Plus qu’une catégorie propre à l’analyse sociologique, économique ou politique, c’est un symbole, un mot ouvert, évocateur, parfois incantatoire. Pour Thierry Fabre, c’est d’ailleurs ainsi et uniquement ainsi qu’elle fait sens et qu’elle doit être portée. Dans l’entretien qu’il nous a accordé, le fondateur de la Pensée de midi qui prépare pour l’ouverture du Mucem une exposition intitulée "Le Noir et Bleu, un rêve Méditerranéen." nous l’a rappelé : "La Méditerranée n’est pas un espace, c’est un imaginaire. (…) son identité est narrative".
La Méditerranée serait donc un récit, un mensonge qui dit la vérité. Mais quelle vérité ? Celle, sans doute, qui échappe aux oppositions dichotomiques et aux distinctions figées. Si la Méditerranée est un espace de conflits, un espace de clivages, elle est aussi le lieu du mélange, de l’emprunt et de la circulation des langues, des coutumes et des hommes. Agissant sur les imaginaires, l’évocation de la Méditerranée fait appel aujourd’hui à celle, toujours sensible, des rapports entre l’Europe et la monde musulman, rapports marqués par la méfiance, la projection et la peur. C’est la raison pour laquelle, selon Thierry Fabre, "la question méditerranéenne n’est plus extérieure à l’Europe mais intérieure et qu’elle ne concerne pas que ses villes côtières". Symbolique, la Méditerranée est un outil qui permet de penser l’Un et le Multiple, la relation, le syncrétisme, et ce, où que l’on se trouve. Elle appartient donc aux poètes plus qu’aux chercheurs, faute de pouvoir l’identifier de manière tangible.
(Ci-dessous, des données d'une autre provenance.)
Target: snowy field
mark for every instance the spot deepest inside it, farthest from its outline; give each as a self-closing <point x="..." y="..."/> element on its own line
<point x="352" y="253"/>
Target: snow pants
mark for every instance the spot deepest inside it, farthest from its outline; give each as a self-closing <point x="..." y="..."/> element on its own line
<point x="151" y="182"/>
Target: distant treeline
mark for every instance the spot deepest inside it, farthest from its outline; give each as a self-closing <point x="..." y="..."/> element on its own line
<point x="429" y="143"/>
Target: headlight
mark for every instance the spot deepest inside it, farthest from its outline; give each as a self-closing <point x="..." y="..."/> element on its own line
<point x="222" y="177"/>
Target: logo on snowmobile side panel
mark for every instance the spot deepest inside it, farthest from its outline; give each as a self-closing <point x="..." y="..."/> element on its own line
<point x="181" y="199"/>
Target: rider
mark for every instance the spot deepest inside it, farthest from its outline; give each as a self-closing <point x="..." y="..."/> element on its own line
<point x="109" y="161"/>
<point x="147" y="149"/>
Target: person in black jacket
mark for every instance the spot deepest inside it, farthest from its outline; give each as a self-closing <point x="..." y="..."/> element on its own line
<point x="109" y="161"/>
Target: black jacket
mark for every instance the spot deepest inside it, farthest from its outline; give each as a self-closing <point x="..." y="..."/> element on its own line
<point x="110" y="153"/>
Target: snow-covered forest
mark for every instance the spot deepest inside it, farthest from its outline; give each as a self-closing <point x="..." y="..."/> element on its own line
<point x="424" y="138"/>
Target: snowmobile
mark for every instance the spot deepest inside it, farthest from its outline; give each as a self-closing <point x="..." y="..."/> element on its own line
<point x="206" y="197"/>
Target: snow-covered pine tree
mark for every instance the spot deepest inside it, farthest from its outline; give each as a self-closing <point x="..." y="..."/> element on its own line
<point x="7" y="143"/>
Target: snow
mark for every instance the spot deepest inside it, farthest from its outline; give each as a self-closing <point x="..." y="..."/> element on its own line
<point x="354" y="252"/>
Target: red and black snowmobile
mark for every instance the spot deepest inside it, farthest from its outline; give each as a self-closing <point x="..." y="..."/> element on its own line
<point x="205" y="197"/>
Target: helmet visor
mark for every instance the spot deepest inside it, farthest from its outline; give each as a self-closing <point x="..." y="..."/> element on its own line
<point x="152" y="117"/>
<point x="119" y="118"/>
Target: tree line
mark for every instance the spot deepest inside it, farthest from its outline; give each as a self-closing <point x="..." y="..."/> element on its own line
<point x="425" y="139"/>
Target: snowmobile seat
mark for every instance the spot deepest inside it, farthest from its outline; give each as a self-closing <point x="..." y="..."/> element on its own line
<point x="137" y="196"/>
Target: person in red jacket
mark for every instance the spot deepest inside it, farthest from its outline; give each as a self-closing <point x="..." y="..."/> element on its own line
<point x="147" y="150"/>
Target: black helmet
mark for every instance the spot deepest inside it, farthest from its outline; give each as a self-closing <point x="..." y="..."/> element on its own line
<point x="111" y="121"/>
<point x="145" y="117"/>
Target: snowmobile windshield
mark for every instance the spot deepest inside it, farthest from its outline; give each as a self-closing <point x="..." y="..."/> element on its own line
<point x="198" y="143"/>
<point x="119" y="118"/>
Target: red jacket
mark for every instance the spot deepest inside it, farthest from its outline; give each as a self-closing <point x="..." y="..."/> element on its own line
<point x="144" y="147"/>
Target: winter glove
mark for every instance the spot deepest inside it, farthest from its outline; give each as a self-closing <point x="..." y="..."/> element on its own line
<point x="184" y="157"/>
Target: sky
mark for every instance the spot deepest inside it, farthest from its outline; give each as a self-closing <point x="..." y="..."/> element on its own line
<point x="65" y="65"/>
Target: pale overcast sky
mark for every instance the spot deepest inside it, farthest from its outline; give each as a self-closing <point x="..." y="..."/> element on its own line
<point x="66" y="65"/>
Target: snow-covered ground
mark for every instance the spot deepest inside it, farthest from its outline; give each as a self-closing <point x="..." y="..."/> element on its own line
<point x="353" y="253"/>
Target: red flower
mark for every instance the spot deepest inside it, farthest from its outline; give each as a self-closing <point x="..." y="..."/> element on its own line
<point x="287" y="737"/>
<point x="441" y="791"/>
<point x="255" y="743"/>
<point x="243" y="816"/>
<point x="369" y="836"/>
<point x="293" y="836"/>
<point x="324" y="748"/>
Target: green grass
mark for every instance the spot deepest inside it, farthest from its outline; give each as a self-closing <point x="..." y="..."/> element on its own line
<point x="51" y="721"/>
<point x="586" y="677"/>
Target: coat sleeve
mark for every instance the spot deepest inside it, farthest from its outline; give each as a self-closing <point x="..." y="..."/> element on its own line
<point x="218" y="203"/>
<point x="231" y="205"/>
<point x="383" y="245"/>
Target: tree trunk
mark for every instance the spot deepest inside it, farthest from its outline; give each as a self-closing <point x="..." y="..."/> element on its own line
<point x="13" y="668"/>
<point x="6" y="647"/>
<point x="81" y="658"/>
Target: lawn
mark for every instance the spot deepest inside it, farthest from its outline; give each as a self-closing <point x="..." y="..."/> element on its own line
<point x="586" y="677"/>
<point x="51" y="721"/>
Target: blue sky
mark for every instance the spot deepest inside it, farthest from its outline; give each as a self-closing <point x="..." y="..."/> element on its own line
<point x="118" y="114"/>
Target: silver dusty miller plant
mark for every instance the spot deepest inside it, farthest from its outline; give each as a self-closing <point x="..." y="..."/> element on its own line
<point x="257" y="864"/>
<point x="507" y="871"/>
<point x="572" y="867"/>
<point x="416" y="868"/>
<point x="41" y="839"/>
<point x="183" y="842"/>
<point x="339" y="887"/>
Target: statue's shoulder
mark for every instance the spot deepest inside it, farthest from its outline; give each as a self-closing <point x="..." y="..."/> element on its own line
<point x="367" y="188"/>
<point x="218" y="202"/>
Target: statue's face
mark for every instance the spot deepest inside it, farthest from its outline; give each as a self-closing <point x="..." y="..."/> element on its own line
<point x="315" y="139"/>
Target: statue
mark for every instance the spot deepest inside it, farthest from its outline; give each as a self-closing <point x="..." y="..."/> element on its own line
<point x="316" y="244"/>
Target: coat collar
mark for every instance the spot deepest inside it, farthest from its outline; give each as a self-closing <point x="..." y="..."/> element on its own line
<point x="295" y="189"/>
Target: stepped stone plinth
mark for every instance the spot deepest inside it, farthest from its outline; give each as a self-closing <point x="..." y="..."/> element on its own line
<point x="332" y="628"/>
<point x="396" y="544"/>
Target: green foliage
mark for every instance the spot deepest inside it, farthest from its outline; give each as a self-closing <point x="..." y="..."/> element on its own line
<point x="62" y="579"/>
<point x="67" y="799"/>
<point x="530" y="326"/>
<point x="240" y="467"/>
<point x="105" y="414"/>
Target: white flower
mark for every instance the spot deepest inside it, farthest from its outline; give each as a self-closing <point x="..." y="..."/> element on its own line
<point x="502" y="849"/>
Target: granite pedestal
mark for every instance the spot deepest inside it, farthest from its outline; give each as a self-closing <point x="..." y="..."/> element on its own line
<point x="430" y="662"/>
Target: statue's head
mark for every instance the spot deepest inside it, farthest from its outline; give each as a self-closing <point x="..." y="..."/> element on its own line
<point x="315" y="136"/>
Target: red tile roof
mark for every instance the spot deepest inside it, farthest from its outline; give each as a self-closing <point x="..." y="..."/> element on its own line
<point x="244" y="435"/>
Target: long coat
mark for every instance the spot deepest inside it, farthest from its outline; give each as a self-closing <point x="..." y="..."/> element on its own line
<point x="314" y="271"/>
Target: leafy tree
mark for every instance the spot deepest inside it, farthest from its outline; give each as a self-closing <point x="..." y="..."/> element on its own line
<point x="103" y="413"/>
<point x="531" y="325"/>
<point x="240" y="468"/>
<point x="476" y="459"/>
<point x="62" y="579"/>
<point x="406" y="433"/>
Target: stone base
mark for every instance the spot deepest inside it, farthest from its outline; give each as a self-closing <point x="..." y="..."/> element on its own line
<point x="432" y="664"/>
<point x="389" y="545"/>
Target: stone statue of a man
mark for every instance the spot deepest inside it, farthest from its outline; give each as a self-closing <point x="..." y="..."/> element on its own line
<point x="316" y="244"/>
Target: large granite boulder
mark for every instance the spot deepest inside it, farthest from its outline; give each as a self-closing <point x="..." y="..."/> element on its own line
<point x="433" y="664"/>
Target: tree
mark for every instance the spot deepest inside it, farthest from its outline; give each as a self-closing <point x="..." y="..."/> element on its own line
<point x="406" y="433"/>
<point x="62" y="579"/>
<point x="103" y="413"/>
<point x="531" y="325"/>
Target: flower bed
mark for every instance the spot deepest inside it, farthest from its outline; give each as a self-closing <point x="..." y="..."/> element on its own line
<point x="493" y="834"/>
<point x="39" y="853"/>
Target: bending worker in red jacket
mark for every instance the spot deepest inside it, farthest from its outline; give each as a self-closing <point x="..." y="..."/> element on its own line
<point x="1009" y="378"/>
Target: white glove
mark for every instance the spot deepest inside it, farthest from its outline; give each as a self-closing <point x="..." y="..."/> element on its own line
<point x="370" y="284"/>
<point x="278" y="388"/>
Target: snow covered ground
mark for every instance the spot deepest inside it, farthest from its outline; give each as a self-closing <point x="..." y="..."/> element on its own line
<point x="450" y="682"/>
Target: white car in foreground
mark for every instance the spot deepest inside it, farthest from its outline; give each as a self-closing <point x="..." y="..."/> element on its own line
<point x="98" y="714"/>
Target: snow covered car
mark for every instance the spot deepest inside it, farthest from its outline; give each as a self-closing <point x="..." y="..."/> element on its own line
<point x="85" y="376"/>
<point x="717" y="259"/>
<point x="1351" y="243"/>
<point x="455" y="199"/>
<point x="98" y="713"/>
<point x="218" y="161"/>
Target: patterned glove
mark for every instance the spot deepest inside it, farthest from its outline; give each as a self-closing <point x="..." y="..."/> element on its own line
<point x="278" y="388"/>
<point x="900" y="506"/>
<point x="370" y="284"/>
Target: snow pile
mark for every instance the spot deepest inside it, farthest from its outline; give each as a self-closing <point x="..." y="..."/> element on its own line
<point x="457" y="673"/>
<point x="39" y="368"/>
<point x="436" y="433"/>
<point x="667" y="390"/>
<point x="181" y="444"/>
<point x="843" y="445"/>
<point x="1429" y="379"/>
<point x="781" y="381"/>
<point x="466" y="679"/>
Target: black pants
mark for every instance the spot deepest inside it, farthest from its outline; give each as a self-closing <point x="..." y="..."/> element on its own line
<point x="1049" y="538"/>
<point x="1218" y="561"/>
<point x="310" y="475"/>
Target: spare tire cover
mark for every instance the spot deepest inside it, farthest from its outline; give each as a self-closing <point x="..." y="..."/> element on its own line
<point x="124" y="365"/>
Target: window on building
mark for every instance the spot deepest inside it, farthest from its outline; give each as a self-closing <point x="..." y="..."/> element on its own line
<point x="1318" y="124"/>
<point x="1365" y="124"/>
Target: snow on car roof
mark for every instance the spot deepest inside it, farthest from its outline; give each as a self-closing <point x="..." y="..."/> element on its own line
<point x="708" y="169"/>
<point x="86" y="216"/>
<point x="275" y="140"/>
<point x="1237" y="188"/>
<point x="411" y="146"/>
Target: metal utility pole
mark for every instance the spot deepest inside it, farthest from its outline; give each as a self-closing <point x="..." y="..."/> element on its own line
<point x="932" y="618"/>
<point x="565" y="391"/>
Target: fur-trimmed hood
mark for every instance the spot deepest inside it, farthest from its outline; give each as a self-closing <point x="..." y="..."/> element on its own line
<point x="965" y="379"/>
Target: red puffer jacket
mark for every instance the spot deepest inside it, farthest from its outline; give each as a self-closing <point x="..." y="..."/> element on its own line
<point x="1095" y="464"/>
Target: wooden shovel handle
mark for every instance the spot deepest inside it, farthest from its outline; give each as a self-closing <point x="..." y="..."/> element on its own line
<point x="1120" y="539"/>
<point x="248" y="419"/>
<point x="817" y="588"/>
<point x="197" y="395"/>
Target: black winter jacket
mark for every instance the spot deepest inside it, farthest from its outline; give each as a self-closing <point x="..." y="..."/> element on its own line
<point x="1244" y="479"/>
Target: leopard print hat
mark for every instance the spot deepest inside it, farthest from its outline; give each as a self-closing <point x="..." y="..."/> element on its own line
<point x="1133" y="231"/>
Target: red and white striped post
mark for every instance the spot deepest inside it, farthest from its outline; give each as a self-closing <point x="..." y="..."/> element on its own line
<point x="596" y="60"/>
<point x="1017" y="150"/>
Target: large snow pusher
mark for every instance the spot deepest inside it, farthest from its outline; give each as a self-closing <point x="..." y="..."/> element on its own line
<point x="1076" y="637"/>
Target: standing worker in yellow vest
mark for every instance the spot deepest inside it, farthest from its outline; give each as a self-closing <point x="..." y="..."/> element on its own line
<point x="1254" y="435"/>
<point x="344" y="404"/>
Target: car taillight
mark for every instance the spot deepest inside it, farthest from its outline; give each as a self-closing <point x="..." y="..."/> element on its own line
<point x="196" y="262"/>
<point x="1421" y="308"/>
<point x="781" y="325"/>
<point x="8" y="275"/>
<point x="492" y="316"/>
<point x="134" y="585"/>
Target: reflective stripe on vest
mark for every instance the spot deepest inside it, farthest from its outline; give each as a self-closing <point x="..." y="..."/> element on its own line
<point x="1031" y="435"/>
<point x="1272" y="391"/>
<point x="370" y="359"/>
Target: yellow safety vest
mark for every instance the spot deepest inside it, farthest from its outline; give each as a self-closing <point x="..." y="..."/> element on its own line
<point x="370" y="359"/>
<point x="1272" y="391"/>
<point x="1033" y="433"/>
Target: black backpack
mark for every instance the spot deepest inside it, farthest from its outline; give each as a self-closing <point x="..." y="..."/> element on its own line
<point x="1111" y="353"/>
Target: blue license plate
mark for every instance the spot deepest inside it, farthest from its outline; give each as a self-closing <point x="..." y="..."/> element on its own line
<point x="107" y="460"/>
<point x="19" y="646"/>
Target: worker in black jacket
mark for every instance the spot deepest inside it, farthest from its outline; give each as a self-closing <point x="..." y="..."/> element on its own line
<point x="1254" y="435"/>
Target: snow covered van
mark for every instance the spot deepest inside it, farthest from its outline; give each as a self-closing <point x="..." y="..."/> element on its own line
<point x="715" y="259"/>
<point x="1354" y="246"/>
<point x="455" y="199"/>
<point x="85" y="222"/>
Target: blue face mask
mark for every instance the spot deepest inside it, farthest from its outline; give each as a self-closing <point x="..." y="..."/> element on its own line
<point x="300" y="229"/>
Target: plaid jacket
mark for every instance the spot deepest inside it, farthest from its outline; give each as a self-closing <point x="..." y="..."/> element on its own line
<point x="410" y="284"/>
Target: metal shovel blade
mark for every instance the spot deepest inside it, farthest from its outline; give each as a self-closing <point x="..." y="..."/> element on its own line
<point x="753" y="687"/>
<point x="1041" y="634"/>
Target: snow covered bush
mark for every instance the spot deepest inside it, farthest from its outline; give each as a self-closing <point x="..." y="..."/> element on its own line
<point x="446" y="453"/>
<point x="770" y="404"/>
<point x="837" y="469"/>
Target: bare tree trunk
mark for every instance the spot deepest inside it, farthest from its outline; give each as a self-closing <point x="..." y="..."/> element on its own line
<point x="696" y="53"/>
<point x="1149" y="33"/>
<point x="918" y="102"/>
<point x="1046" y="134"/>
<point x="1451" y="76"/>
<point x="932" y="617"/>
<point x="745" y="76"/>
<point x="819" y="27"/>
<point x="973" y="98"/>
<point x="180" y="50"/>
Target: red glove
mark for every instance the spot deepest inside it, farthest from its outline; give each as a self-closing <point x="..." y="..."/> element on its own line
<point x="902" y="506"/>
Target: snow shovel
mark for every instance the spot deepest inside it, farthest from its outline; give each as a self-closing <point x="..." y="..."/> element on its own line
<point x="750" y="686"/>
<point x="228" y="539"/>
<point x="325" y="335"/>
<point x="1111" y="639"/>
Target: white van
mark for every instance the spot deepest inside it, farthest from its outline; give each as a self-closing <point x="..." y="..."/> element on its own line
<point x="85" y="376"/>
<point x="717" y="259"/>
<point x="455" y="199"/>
Ainsi, pour Dorothée Schmid, chercheuse à l’IFRI, la Méditerranée n’existe tout simplement pas. Son unité proclamée sert un discours sans fondements réels au service d’une domination, discours d’autant moins opératif qu’il n’a d’écho réel qu’en France. Elle nous le rappelle, la pertinence de la notion de Méditerranée n’est pas commune à l’ensemble de l’espace Méditerranée. Dans l’entretien qu’il nous a accordé, Bertrand Badie a évoqué quant à lui la faible densité de la catégorie "Méditerranée" en matière géopolitique. Unique par sa concentration de conflictualités, l’espace méditerranéen est aussi la victime d’un surinvestissement politique qui, lorsqu’il instrumentalise le discours poétique et symbolique de la Méditerranée pour échafauder des constructions institutionnelles, ne peut qu’être voué à l’échec. En atteste le destin du projet d’Union pour la Méditerranée analysé à la lumière des printemps arabes par Khadidja Guemache-Mariass.